Зиночка гуляла бездумно в эти последние теплые ночи. Приходила измочаленная, распатланная, с соломинками в волосах. Мазала вонючим вазелином искусанные губы, смотрела невидящими глазами, безучастная ко всему, кроме канцелярского дивана. Его она и проминала, отсыпаясь до обеда.
Углубленная во что-то свое, сокровенное и важное, Зиночка устранилась от дел приемника. И на реку, и в редкие вылазки на торфоразработки, и на огород мы отправлялись самостоятельно, без взрослых. Зиночке было на все наплевать, словно внутри нее разлилась всезатопляющая сладость, и нужно насытиться, донежиться пока двадцать лет и лето милостиво, а там хоть трава не расти!

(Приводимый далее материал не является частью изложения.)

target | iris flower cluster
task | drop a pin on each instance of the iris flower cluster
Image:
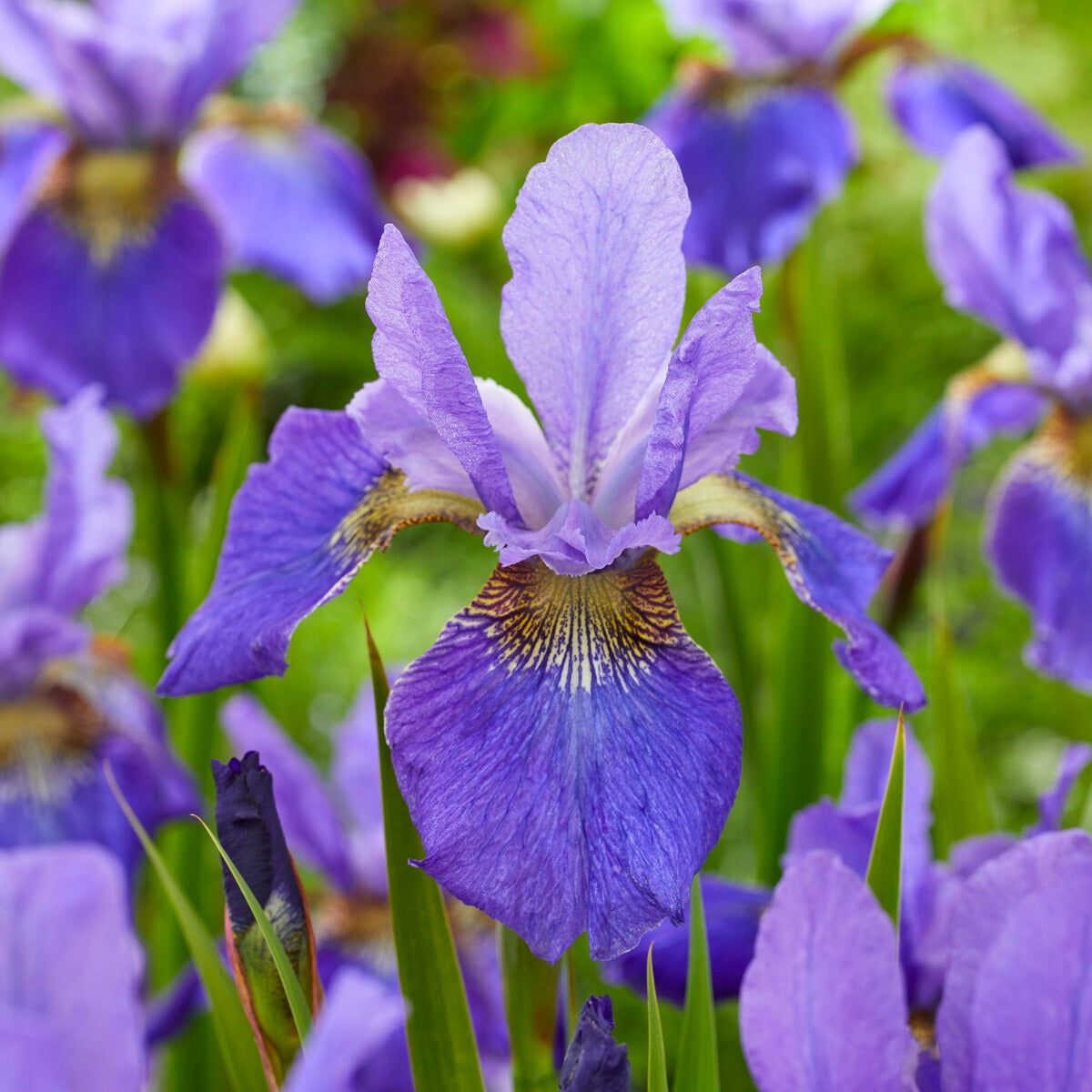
(124, 206)
(68, 703)
(764, 143)
(1011, 257)
(568, 753)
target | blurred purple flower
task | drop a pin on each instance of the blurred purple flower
(936, 98)
(594, 1062)
(1013, 258)
(846, 829)
(823, 1006)
(70, 973)
(336, 828)
(571, 678)
(102, 224)
(66, 705)
(764, 143)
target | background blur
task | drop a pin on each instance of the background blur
(470, 96)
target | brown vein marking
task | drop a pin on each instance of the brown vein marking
(110, 197)
(1064, 441)
(389, 506)
(603, 627)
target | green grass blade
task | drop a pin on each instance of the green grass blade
(233, 1031)
(442, 1053)
(531, 1008)
(658, 1059)
(885, 862)
(289, 981)
(697, 1070)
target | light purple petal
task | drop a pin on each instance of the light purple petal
(765, 35)
(594, 303)
(310, 823)
(822, 1005)
(355, 776)
(299, 528)
(298, 202)
(1038, 540)
(71, 960)
(831, 567)
(129, 318)
(568, 754)
(1052, 804)
(937, 101)
(577, 541)
(418, 354)
(709, 370)
(732, 920)
(126, 72)
(905, 491)
(1018, 997)
(27, 150)
(359, 1015)
(757, 173)
(1008, 256)
(55, 565)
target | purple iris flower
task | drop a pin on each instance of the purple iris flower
(594, 1062)
(336, 827)
(936, 98)
(763, 145)
(70, 973)
(123, 222)
(847, 828)
(823, 1003)
(1013, 258)
(568, 753)
(66, 703)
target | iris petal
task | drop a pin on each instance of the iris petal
(822, 1005)
(299, 529)
(598, 285)
(1038, 539)
(568, 753)
(831, 567)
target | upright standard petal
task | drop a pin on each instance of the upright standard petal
(295, 200)
(308, 817)
(109, 281)
(1038, 539)
(418, 354)
(1008, 256)
(568, 753)
(833, 567)
(1016, 1010)
(594, 1062)
(708, 372)
(733, 912)
(936, 101)
(300, 527)
(72, 969)
(757, 172)
(822, 1005)
(598, 284)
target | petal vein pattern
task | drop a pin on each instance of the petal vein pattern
(299, 529)
(833, 567)
(568, 753)
(598, 285)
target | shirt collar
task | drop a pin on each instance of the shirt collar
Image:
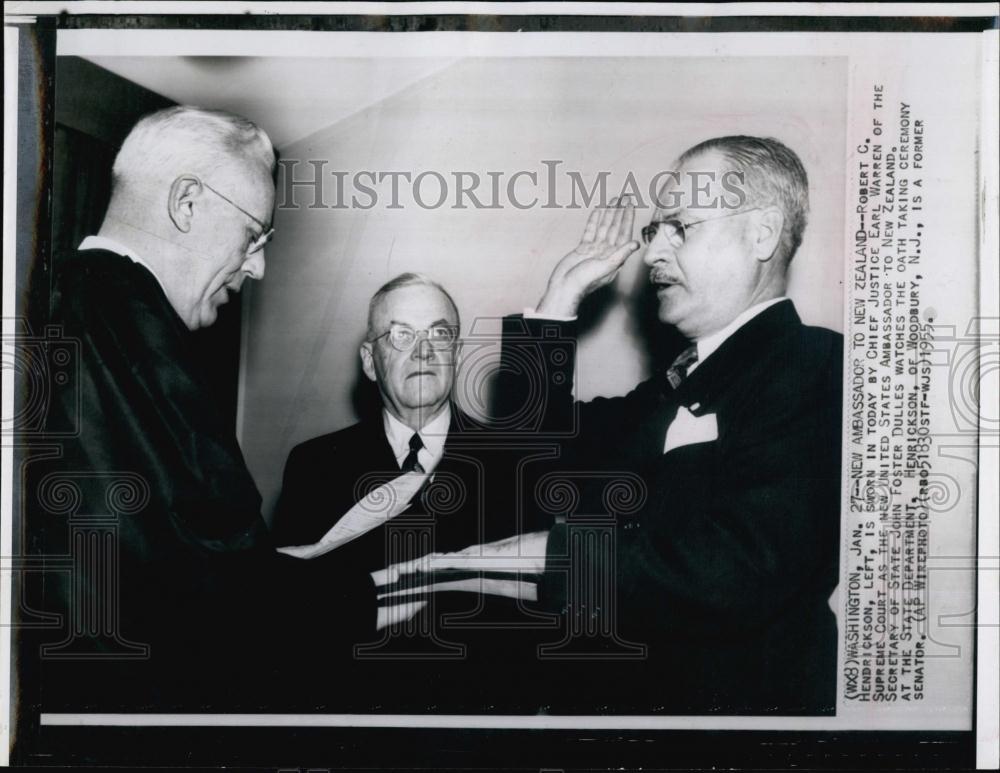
(708, 344)
(433, 434)
(110, 245)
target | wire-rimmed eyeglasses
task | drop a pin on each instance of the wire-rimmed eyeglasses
(676, 230)
(261, 239)
(402, 337)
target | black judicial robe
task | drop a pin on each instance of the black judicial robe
(171, 592)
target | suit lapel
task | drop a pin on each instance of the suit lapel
(708, 385)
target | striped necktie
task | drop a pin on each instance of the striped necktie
(410, 463)
(677, 371)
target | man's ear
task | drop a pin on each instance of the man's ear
(184, 190)
(767, 235)
(368, 360)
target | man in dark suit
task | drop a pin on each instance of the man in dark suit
(410, 354)
(725, 570)
(168, 589)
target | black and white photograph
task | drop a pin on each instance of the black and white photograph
(396, 390)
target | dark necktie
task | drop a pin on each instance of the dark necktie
(677, 371)
(410, 463)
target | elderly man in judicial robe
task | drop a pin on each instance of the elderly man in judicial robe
(165, 585)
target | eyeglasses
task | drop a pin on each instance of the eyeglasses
(403, 337)
(676, 230)
(266, 233)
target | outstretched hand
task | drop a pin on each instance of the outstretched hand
(605, 246)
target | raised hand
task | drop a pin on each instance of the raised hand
(605, 246)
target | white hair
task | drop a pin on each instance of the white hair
(189, 139)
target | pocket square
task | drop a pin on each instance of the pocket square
(688, 429)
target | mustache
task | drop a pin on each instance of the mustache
(663, 277)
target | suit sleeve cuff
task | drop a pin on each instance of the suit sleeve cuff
(552, 590)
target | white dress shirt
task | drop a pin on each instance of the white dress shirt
(104, 243)
(433, 434)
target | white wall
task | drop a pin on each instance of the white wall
(306, 319)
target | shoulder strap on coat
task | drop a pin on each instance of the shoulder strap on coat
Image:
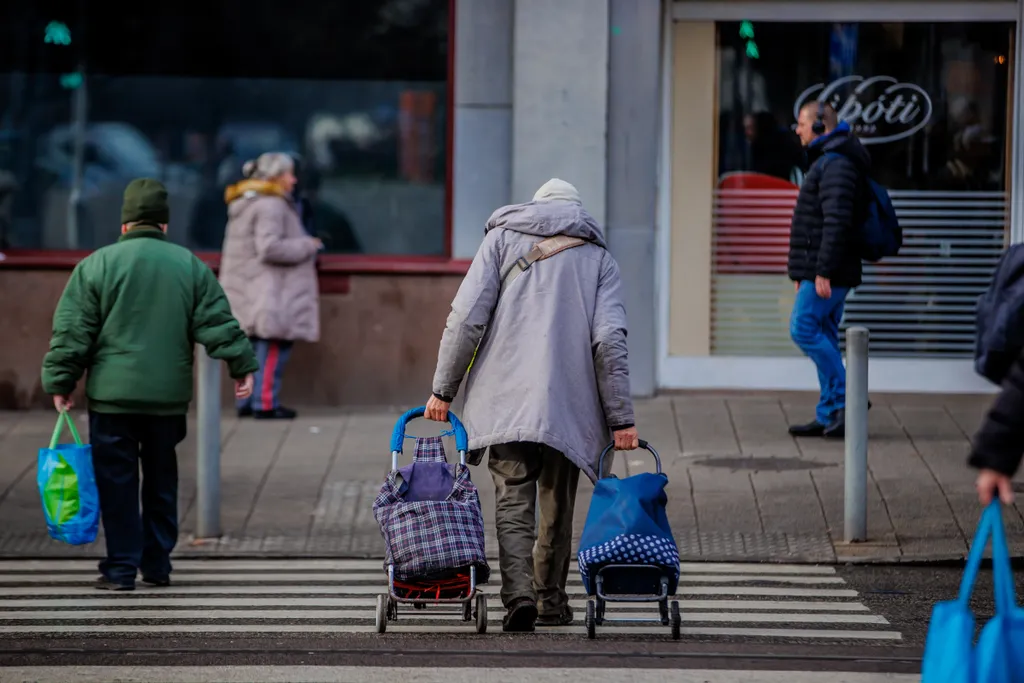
(540, 251)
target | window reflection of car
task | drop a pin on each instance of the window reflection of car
(114, 153)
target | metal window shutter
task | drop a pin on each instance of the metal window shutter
(919, 304)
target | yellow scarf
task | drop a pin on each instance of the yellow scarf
(262, 186)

Жизнь вроде бы катила по раз и навсегда заведенному распорядку, но чувствовалось, что наш примитивный быт в чем-то разладился. Приемник как будто сам беспризорно плутал среди вольных лесов и полей. Во всем царили безразличие и равнодушие, мое возвращение едва заметили.
Родная группа приняла меня без насмешек и особого любопытства. Никто не требовал откровенности, не пытался дразнить. Слегка порасспросили и забыли и о моем существовании, и о моем побеге.
Привычно побрели дни, я растворился в их неспешном кружении. Пасмурным вечерком заноет, заболит душа о недоступном детдомовском рае и злосчастной доле, и снова все нипочем! Ожидание тлело глубоко скрытым, подземным горением, очень редко вырываясь наружу.
Узы ДПР стали необременительными. Молчаливая безучастность взрослых дарила нам слегка прикрытое формальностями и режимом, но в действительности бесконтрольное существование: обманчивую свободу зажатых в тиски бессрочной отсидки расконвоированных узников.
Мы старались взять от последних летних деньков все возможное. Как прирученные звери, вместе сходились в установленные часы к кормушке, а большую часть дня проводили вне дома. Если зимой снежное царство за окном давило своей неизменностью, вечностью, то сейчас бег времени был неуловим. Каждый дождливый день пугал не на шутку: не станет ли он той вехой, за которой кончается свобода и начинается новый виток отсидки?